In neighbouring Medway council, we have the unenviable task of trying to maintain a working partnership with Kent on the issues that actually matter – such as improving health services and managing huge demand for adult social care and special educational needs – with inexperienced politicians whose behaviour is unpredictable and who, after six months in power, have achieved little more than a catalogue of moaning and empty threats.
I went to the Faversham protest last month to defend the rights of children seeking asylum, where supporters outnumbered the ragged crew wrapped in flags shouting insults and abuse, and allowing a 10-year-old with a drum to front their protest.
The poverty and social exclusion that breeds contempt for others has been permitted as a consequence of austerity and is now being used by Reform to create division. But rather than pandering to racism, we should face up to our problems, roll up our sleeves and recapture the determination and fairness that has made Britain great before and will again.
Cllr Teresa Murray
Deputy leader of Medway council
I read John Harris’s account of his visit to Folkestone while I was on a family get-together near the seaside town. I noticed that the local parish council’s minutes were pinned on a nearby noticeboard and reported that when local council workers had tried to take down flags from lamp-posts and remove the red and white crosses painted on council property, they had been abused and threatened, and had to withdraw for their own safety.
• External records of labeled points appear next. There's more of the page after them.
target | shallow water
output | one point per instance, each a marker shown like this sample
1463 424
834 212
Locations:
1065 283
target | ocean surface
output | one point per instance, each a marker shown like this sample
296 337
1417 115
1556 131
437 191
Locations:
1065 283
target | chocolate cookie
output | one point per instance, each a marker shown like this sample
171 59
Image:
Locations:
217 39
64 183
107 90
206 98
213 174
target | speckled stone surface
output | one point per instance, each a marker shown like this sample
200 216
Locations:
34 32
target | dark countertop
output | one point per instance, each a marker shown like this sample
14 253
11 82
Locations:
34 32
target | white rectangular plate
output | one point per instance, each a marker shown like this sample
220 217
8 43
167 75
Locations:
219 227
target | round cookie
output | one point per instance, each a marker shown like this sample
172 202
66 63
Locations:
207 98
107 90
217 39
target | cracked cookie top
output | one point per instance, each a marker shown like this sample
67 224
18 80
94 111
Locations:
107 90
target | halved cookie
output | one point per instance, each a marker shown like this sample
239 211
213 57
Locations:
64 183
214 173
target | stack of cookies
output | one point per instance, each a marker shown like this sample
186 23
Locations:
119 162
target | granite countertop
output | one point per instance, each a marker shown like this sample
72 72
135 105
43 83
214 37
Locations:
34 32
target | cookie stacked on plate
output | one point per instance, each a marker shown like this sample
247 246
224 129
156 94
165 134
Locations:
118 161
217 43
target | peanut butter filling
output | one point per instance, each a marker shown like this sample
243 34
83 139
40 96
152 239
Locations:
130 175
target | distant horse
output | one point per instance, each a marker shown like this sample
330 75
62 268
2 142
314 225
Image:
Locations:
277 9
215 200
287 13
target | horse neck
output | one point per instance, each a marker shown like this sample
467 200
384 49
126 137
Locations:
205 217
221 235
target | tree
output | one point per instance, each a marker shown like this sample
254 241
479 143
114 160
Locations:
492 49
Some members of my family have lived in Folkestone for decades and watched the gradual degradation of the quality of their day-to-day life, characterised by increasing street begging and rough sleepers, the deterioration of the town centre and difficulty in accessing local essential services such as health and housing.
They live with a general sense of despair and unease, as do many people in towns across England. For reasons of maintaining our own social cohesion, my family have learned to avoid discussing politics, but I am sure that, as avid readers of the Daily Mail, several of them would have voted for Reform UK in the local election.
The strident rabble-rousing voices of Nigel Farage and his henchmen will only begin to evaporate when people can see that Keir Starmer, Rachel Reeves, Shabana Mahmood and the rest of the Labour leadership have made significant and perceptible improvements to those essential services and to the communities in which people live.
Peter Riddle
Wirksworth, Derbyshire
John Harris expresses a sadness that many of us share as the attitudes of many in Kent turn increasingly nationalist, and as we begin to see the effects of Reform UK at a county level, with such absurdities as climate change denial substituting for real policy. But some flags in Faversham and Folkestone are not all of Kent.
Surprisingly, perhaps, Tunbridge Wells is now represented by Mike Martin, a Liberal Democrat, and a once “true blue” borough is now majority Lib Dem. I was, for several years, a volunteer for Kent Kindness, a charity providing language teaching to young asylum seekers in two centres in Kent. We did a great job and had lots of local support. Sadly, our services have now been cancelled by Kent county council.
We need to understand, but also challenge, the falsehoods that are becoming all too dominant – and that isn’t by trying to out-Reform Reform.